In the flow of life, 2018 was overall good. I went back to practicing yoga. I’ve continued trying to get back to a bit of running. I’m making peace with the music at church. We’ve ridden bikes. We had a lovely Thanksgiving in Birmingham with my brother and all of the remaining family. We spent Christmas in Florida with my oldest son and his family. Life is good. I find myself a bit more in touch with the eternal “I AM” and better centered in my day to day life. I do better at looking in the mirror and accepting and loving what I see.

For 2019 I pray for peace and grounding. My only resolution is that this is the year of purging [added] sugar from my diet. I’ll start right with cornbread, collard greens (for folding money), black eyed peas (for good luck and pocket change) and ham (hey! it’s pork for good luck just like hog jowls);

Happy New Year.

Belly of the whale

I’m terrified of deep open water. The feeling of floating helplessly above the nothing, the unexplored leaves me frozen. This was the first time I had ever been in an exihibit that lets you feel like you are seeing fish deep under the water, and I was a little shook. Looking up however, I could see the tank continued and let you see the only light source coming into the water, revealing more of this deep water. I smiled. Photo and comment by Matt Alaniz on Unsplash

Jesus says, “There’s only one sign I’m going to give you: the sign of the prophet Jonah” (see Luke 11:29; Matthew 12:39, 16:4). Sooner or later, life is going to lead us (as it did Jesus) into the belly of the beast, into a place we can’t fix, control, explain, or understand. That’s where transformation most easily happens—because only there are we in the hands of God—and not self-managing. (from Richard Rohr’s reflection this morning 21-October-2018)

Last year was a blur.
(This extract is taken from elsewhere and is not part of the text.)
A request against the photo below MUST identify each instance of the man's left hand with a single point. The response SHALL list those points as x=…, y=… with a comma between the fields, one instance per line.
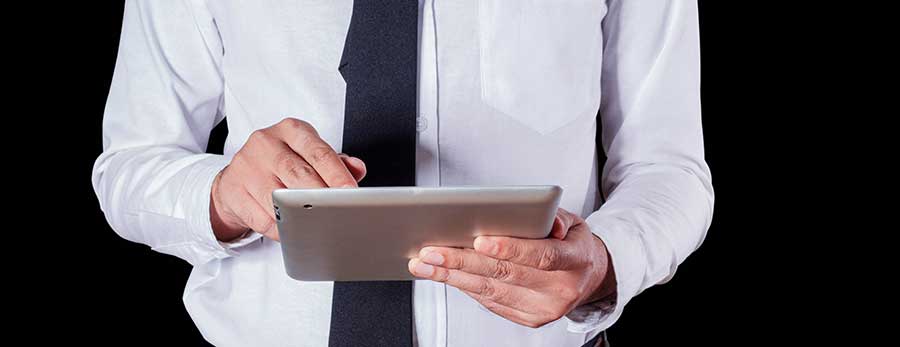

Losing so many close to me — brother, mother, brother-in-law as well as one of my dogs (who had been part of my life for more than 12 years) — sent me to a place where I felt I had no control, no reassurance that the sun would rise. I wouldn’t plan anything of consequence. It seemed I had no chance to begin processing one loss before another occurred. My sister thinks I’ve handled it better than she has. Perhaps this is true, but it came only after surrendering to the grief, walking through it and basically remembering one of the lessons of Cursillo: Let go and let God. Or maybe sinking into Julian of Norwich’s “All shall be well, all manner of things shall be well.” Or the signs on walls while walking the Camino: in the end, all will be good. If it’s not all good, then it’s not the end!

The belly of the whale is dark and uncomfortable. At times the darkness might be more comfortable than the light. When one has been taken care of by the belly of the whale, then one can walk in the light again.